The disease subtype prediction from omics data mainly consists of the following two steps. First, it computes patient-to-patient similarity (e.g., Euclidean distance, Pearson correlation) from the omics data. It then performs an unsupervised clustering (e.g., k-means, consensus) on that similarity matrix to group similar patients for identifying the sub-types. Subtype detection is complex and often requires multi-omics data integration of the same patients to achieve better clustering/subtyping.
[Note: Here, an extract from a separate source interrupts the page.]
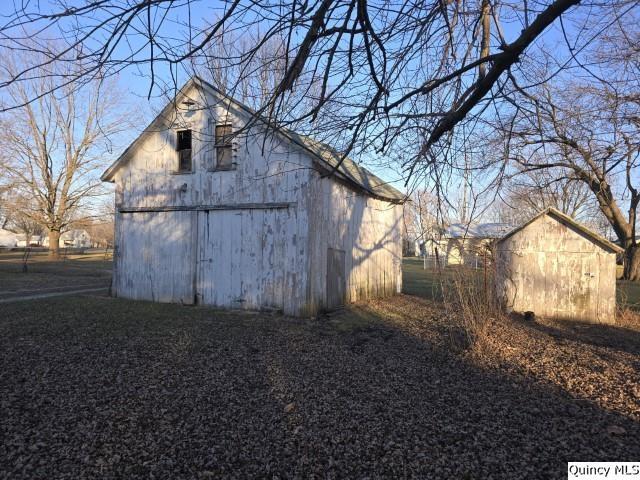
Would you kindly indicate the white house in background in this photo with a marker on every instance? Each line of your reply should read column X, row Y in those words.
column 76, row 238
column 466, row 243
column 8, row 239
column 211, row 212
Some of the popular multi-omics data integration methods are iCluster [12], similarity network fusion (SNF) [13], PINS [14], CIMLR [15] and autoencoders [16]. However, these methods often depend on selecting important features from diverse high-dimensional omics datasets (e.g., gene expression, methylation, copy number, miRNA expression). Our proposed DTA method can identify such important features from these multiple datasets and improve the existing sub-type detection methods.

We analyzed the performance of DTA as a feature selection method in the standard subtype detection pipeline using the data integration method SNF. SNF is a network fusion method that first generates a patient-to-patient similarity network from all datatypes individually using a non-linear kernel function. Then, it fuses all individual networks into a single comprehensive network using an iterative cross-network diffusion algorithm. Here, we use gene expression, miRNAs expression, and DNA methylation profiles from TCGA [7] of the same patients to perform subtype detection. Then, we used our feature selection method on the multiview data to individually select essential features from each data type. We created the PEEP profile of each data type separately and ran k-cover to identify the important features. Due to the lack of common healthy samples, the cancer samples themselves were used as control samples. Based on this, we calculated the Euclidean distance (i.e., similarity) for every patient pair. Then, we integrated these three distance matrices into a single comprehensive dataset using SNF. Later, we performed spectral clustering on this Euclidean distance to group similar patients and validate disease subtypes using the Kaplan–Meier curve of the survival rate of the patients.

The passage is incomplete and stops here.